The combination of that long service life and ability to provide dozens of rides per day are key to creating a profitable business, even with a vehicle that costs much more than a conventional electric car, said CEO Aisha Evans. “We’re selling rides, not vehicles,” she said, declining to discuss the cost of producing the Zoox-mobile. “We want to offer the best experience at a competitive price.”
The company won’t say how much it invested in the Hayward factory, set up last year, but it has big plans for the 220,000-square-foot facility. (Zoox previously built pilot models at a smaller factory in Fremont, California.) Currently, it’s building just one robotaxi a day, with human and robot workers putting together components supplied by companies like Bosch and ZF, with body panels shipped in from Italy. Next year the goal is to churn out three per hour on a single shift, or a rate of 5,000 a year. As the service expands to more cities, the factory will be able to make 10,000 a year with two work shifts.
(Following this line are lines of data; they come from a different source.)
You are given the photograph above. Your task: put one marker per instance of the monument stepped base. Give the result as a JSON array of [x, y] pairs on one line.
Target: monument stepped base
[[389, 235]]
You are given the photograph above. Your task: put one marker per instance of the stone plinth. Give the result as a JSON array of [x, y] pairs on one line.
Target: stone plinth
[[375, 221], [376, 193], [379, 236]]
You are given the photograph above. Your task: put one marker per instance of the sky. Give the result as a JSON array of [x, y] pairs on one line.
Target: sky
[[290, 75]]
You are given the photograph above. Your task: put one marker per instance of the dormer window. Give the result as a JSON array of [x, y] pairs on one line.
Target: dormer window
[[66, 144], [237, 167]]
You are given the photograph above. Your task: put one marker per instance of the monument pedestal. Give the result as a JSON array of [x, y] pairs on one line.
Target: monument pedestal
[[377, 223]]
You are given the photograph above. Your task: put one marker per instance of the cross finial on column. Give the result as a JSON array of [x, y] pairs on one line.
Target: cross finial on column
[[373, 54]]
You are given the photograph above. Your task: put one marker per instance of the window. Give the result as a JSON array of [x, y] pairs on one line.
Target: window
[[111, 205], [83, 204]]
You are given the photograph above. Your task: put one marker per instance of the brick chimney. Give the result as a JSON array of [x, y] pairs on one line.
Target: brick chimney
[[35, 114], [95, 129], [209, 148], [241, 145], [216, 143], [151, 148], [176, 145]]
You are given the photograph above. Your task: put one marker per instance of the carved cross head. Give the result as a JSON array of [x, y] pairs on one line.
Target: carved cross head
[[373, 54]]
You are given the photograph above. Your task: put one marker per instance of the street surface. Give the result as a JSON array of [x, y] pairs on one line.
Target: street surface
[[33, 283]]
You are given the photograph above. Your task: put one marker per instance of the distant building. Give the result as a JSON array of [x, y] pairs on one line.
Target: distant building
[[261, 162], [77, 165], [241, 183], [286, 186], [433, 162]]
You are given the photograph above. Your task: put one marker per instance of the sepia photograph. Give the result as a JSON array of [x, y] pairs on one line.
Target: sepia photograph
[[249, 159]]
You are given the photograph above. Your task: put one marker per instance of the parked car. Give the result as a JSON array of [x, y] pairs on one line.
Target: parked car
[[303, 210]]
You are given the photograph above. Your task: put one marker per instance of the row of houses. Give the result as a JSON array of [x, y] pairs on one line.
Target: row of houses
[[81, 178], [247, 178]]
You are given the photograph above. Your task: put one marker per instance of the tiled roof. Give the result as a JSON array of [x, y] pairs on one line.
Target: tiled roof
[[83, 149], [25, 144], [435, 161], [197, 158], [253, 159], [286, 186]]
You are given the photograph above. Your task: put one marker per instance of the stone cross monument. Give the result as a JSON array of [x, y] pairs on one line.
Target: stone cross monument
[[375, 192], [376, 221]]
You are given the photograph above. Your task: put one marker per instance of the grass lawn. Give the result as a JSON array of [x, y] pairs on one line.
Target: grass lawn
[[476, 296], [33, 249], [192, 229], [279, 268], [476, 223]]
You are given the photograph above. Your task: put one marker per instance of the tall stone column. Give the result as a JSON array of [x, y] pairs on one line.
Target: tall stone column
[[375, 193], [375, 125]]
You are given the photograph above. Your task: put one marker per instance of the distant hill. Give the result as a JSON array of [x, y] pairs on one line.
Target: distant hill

Evans estimates Zoox will need to supply between 500 and 1,000 of the vehicles to a “medium-size” city, though she won’t say how many Zoox will have in Las Vegas when the service starts there. The company is currently doing fully autonomous tests, with no safety driver, on public roads in the gambling Mecca, as well as in the Bay Area and San Francisco, though it doesn’t yet have a permit to give paid rides in California. It’s a few years behind Waymo on that front, which began driverless tests years ago and launched its ride service near Phoenix five years ago.
Still, in its approach to autonomous driving, Zoox is much closer to Waymo than Tesla. For the past decade, it’s tested and trained its AI-enabled tech on modified vehicles on city streets and in intense virtual simulation. It also loaded its unique model up with sensors, including: eight laser lidars; 10 radar units; 18 digital cameras; eight microphones (to hear emergency vehicles, for example); and four thermal cameras that can detect humans and animals in murky weather, dim lighting or even through steam and fog. That’s similar to Waymo’s current sensor array, though the company is shifting to a new lower-cost configuration with 13 cameras, four lidars, six radars, thermal sensors and external audio receivers.
A Zoox robotaxi goes through calibration testing at the company’s Hayward, California, factory.
Zoox
By contrast, Musk is promoting the idea that Tesla’s autonomous driving system can safely operate with just eight cameras and ultrasonic sensors that cost a fraction as much as the tech Zoox and Waymo use. That’s concerning to autonomous vehicle researchers and safety advocates, particularly since Tesla has been investigated by U.S. regulators for multiple fatal accidents involving its Autopilot and Full-Self Driving features which, despite their misleading names, are not driverless systems.
Levinson, a Stanford University-trained computer scientist, said it’s possible to operate autonomous vehicles with only cameras but that Zoox wants to maximize safety with multiple sensors because, unlike Tesla, it’s not a carmaker.
“We aren’t selling this vehicle, so we don’t have the same unit economics,” he said. “We want to make the vehicle as safe as possible.”